Konrad finished his drink, as Weston stood.

“Am I supposed to call Enny, ‘Mom?’” Weston teased.

The idea filled him with warmth. Not Weston, but there could be other children, perhaps, who called her that.

“Mom seems a bit informal,” Konrad joked. Weston laughed, subtle like always. It amazed Konrad that Bentley’s slapstick and self-deprecating humor could have come from the same line as Weston’s more subtle amusement.

Now the lines would merge: Luck and Dragon.

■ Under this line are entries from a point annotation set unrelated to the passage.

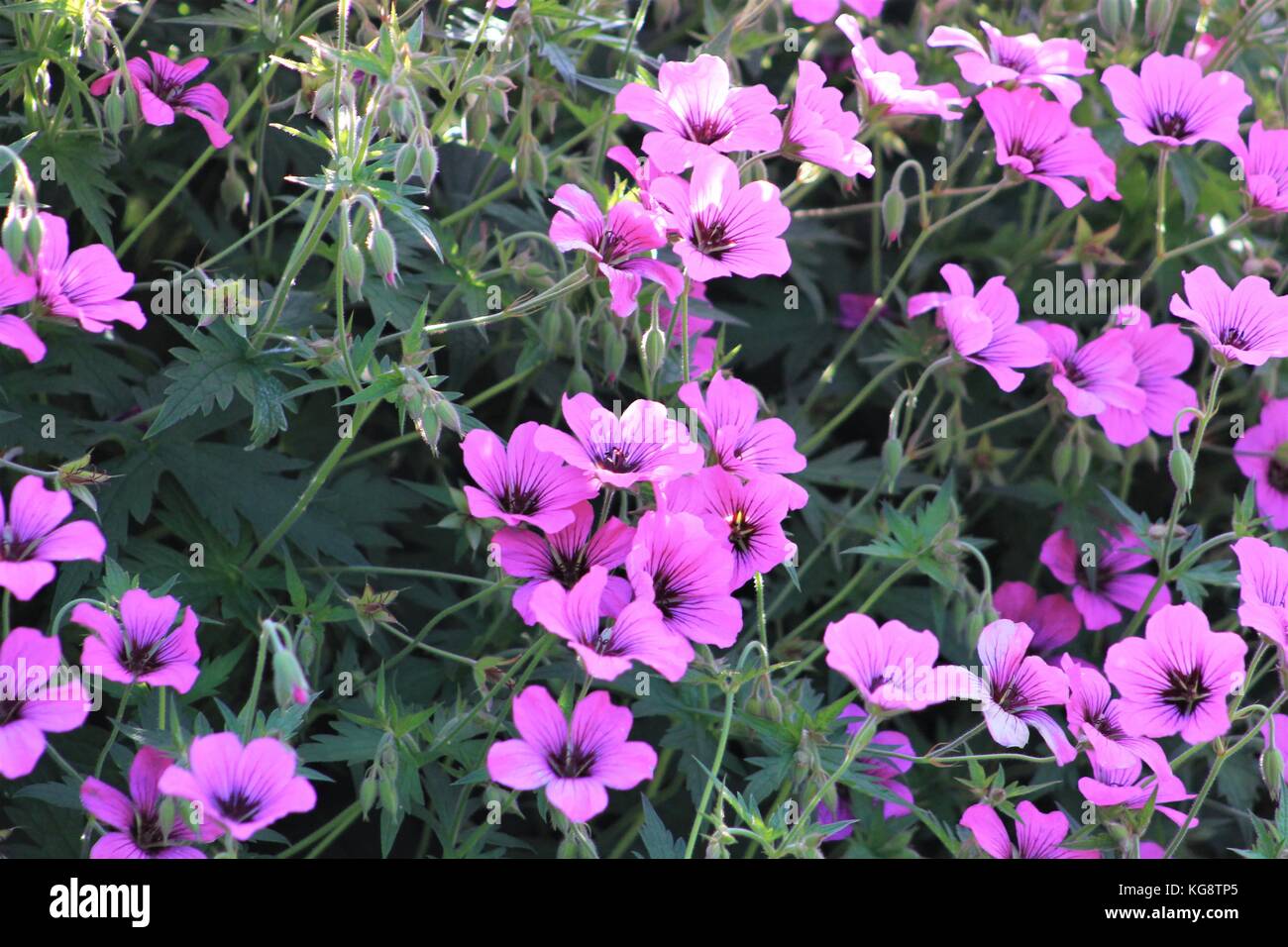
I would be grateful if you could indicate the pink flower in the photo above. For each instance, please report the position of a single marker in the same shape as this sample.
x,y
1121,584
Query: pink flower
x,y
137,817
1263,587
1025,59
520,483
1106,578
1038,834
1176,678
1265,167
742,444
635,634
163,91
748,513
725,228
645,444
1159,354
890,665
563,557
1262,458
819,131
1038,140
1171,102
146,646
614,244
31,539
241,789
35,699
1014,688
1247,324
688,575
888,81
1054,620
17,287
697,114
576,764
85,285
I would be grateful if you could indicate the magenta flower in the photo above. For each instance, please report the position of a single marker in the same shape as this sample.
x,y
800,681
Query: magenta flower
x,y
1096,716
1014,688
1159,354
635,634
725,228
888,81
1025,59
1265,167
1171,102
644,444
890,665
747,513
688,575
1037,834
696,114
1038,140
520,483
137,817
616,243
1176,678
742,444
31,539
163,89
1054,620
1106,578
819,131
563,557
85,286
17,287
1095,376
1262,458
1247,324
1263,587
146,647
37,697
576,764
241,789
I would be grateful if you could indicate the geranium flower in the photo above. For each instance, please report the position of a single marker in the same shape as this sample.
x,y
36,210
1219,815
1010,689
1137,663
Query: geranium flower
x,y
688,574
1025,59
696,114
644,444
1263,587
1171,102
33,538
1014,688
1037,834
1176,678
85,286
1113,581
146,647
576,764
137,817
1054,620
165,90
617,244
1038,140
725,227
819,131
890,665
565,556
1247,324
635,634
522,483
241,789
35,699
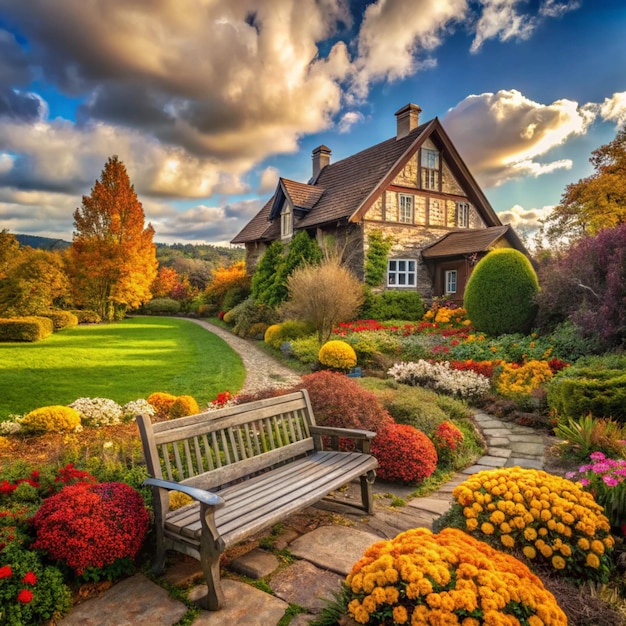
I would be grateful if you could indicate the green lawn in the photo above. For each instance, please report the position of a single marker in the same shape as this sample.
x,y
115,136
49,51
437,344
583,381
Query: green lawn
x,y
124,361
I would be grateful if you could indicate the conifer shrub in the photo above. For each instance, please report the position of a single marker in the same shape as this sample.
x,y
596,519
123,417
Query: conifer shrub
x,y
51,419
183,406
500,293
405,455
29,328
337,355
340,401
96,530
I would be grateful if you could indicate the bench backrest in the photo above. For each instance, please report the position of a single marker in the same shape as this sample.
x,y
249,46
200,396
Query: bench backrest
x,y
212,449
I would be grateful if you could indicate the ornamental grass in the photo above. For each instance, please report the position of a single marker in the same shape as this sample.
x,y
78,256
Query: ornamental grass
x,y
446,578
545,519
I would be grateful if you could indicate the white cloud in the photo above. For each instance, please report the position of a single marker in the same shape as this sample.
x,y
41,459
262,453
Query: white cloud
x,y
348,120
501,136
269,180
614,108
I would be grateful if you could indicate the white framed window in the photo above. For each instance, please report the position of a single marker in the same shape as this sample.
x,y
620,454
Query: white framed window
x,y
462,214
430,169
450,279
401,273
435,212
405,209
286,221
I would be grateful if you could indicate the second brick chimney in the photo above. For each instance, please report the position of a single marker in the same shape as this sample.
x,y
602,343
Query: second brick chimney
x,y
321,158
408,118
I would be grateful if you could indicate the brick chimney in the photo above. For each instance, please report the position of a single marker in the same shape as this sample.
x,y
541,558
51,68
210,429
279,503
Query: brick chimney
x,y
321,158
408,118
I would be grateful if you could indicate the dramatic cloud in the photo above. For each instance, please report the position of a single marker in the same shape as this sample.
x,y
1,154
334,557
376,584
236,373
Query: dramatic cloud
x,y
614,108
519,130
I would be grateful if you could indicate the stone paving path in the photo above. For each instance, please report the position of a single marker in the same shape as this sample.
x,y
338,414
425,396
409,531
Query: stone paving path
x,y
323,555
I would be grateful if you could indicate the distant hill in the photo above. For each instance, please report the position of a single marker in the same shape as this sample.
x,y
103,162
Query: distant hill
x,y
45,243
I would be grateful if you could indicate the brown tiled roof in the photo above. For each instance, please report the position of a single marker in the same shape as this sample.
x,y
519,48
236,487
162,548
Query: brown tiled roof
x,y
302,196
465,242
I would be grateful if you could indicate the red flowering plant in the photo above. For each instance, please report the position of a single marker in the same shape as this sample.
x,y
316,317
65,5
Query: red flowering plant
x,y
405,454
95,530
30,592
447,439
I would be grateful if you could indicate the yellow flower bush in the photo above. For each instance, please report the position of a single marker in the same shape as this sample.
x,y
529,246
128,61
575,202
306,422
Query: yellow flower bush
x,y
51,419
515,379
546,518
337,354
421,578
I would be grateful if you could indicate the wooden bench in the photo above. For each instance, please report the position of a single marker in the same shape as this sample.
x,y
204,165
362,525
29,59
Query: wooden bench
x,y
247,467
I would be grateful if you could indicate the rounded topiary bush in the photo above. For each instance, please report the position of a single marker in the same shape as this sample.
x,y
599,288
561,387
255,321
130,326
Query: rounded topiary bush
x,y
500,293
447,578
51,419
405,454
337,354
340,401
91,527
549,519
182,406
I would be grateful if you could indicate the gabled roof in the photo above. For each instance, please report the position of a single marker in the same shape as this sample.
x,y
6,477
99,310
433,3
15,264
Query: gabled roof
x,y
465,241
349,187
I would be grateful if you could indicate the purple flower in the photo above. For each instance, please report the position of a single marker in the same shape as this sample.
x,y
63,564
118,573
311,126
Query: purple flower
x,y
610,481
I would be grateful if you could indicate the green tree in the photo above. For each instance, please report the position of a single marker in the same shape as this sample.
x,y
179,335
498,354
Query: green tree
x,y
595,202
113,258
500,293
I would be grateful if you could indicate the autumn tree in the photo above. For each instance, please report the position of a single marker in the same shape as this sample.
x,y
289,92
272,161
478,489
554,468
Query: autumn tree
x,y
595,202
112,254
35,281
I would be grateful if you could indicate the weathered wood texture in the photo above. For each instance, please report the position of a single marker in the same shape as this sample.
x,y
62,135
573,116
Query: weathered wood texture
x,y
247,467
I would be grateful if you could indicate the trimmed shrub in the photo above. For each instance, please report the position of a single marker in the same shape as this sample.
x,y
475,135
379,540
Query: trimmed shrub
x,y
90,528
422,578
405,455
397,305
593,386
500,293
61,319
25,328
86,316
162,306
51,419
183,406
337,354
340,401
548,519
162,403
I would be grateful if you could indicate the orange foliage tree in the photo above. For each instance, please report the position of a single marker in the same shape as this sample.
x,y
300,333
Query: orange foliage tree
x,y
224,279
113,257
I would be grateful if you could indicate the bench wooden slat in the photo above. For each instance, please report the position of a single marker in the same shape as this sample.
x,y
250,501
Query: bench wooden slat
x,y
263,460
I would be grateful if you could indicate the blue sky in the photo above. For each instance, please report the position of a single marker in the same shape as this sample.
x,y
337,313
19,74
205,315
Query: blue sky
x,y
207,102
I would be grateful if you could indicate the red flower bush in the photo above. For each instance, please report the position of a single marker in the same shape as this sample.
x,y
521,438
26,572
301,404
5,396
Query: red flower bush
x,y
405,454
447,438
341,402
91,526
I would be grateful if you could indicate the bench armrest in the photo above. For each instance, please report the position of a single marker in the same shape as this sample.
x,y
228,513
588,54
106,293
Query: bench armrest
x,y
205,497
348,433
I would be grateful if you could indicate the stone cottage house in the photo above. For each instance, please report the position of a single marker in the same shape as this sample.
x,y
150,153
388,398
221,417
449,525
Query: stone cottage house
x,y
413,187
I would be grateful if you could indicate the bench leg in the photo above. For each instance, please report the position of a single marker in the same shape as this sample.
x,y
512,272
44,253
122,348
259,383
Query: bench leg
x,y
367,480
211,547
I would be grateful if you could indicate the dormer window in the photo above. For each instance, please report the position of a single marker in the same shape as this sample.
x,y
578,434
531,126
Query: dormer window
x,y
430,169
286,221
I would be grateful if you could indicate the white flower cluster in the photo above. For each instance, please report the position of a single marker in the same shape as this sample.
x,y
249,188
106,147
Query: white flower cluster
x,y
440,376
135,407
97,412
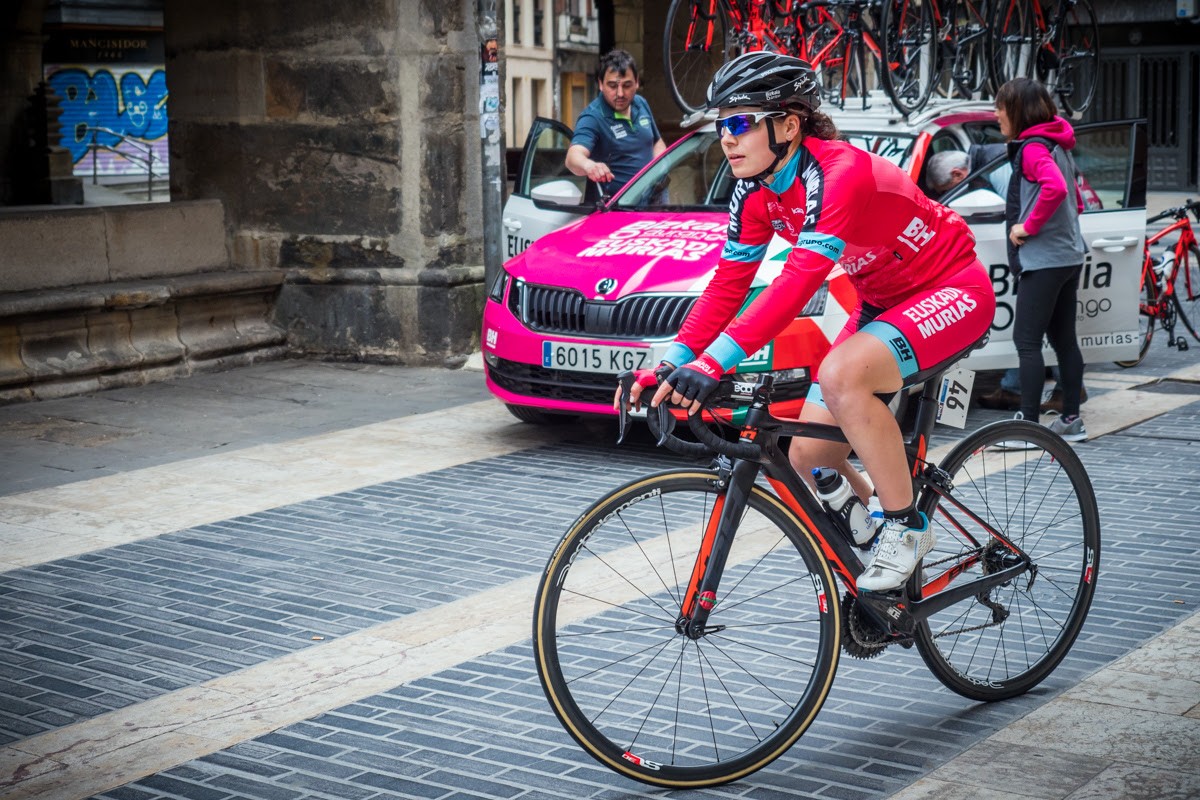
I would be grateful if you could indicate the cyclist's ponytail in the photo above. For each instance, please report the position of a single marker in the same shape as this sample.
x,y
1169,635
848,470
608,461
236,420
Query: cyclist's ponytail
x,y
817,125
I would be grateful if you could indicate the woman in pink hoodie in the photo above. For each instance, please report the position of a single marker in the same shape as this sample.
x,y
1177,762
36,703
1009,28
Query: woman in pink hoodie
x,y
1045,247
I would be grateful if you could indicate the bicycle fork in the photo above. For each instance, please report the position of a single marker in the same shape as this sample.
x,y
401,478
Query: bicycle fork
x,y
714,549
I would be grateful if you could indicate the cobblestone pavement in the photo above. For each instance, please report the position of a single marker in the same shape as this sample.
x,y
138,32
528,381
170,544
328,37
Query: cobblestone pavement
x,y
305,581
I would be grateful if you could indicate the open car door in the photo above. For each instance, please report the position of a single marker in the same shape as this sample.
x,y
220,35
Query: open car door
x,y
1111,162
546,196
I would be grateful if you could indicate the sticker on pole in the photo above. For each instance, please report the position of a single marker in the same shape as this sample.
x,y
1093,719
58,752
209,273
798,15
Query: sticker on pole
x,y
954,396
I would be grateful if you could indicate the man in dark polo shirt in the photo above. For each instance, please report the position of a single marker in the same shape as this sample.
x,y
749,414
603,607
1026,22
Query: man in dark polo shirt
x,y
616,134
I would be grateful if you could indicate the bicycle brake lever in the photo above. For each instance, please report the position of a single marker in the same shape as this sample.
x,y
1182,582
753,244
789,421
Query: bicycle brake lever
x,y
625,379
666,422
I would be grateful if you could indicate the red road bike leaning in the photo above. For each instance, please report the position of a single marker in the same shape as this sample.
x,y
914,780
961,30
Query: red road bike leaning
x,y
1163,302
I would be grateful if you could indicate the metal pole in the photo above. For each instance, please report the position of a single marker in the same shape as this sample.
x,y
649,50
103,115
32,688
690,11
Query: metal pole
x,y
490,137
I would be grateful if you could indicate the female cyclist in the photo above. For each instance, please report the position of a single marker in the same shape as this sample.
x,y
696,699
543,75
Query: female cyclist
x,y
923,296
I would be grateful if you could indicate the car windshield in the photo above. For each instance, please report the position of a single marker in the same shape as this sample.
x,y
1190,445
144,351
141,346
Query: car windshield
x,y
690,176
695,176
895,148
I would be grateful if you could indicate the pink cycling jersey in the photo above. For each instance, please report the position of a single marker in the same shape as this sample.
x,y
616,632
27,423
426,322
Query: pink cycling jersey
x,y
839,205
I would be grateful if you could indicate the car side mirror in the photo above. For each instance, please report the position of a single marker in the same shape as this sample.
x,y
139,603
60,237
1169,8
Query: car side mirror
x,y
559,196
979,202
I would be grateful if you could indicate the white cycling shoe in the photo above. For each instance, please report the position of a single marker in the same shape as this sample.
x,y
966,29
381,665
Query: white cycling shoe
x,y
897,553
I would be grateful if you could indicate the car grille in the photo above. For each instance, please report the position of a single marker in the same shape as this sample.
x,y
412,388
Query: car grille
x,y
551,310
595,388
529,380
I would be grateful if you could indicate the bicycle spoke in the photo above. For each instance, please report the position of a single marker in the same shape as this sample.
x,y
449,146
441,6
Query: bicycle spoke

Weston and Ariadne’s children would be unstoppable. “Today, you chose to make this your family too,” he mused.
Weston’s smile thinned into a mixture of hope and worry. “I know.”

“We stand at the epicenter of whatever this plan is?” Konrad asked him.

He shrugged. “We always do.”
Willing tool, or opposition?
“Yes,” Konrad murmured, “but on this occasion we don’t stand alone.”

Weston gave one nod of his head before he drew in a deep breath. “I’ll work on meditating more. Figuring out what I can. It won’t be much, but something.”

“I’ll speak to Aadya and Meldrick,” Konrad decided. He would tear down the wards, welcome the attack, bear the weight of that decision as he bore the weights of his past.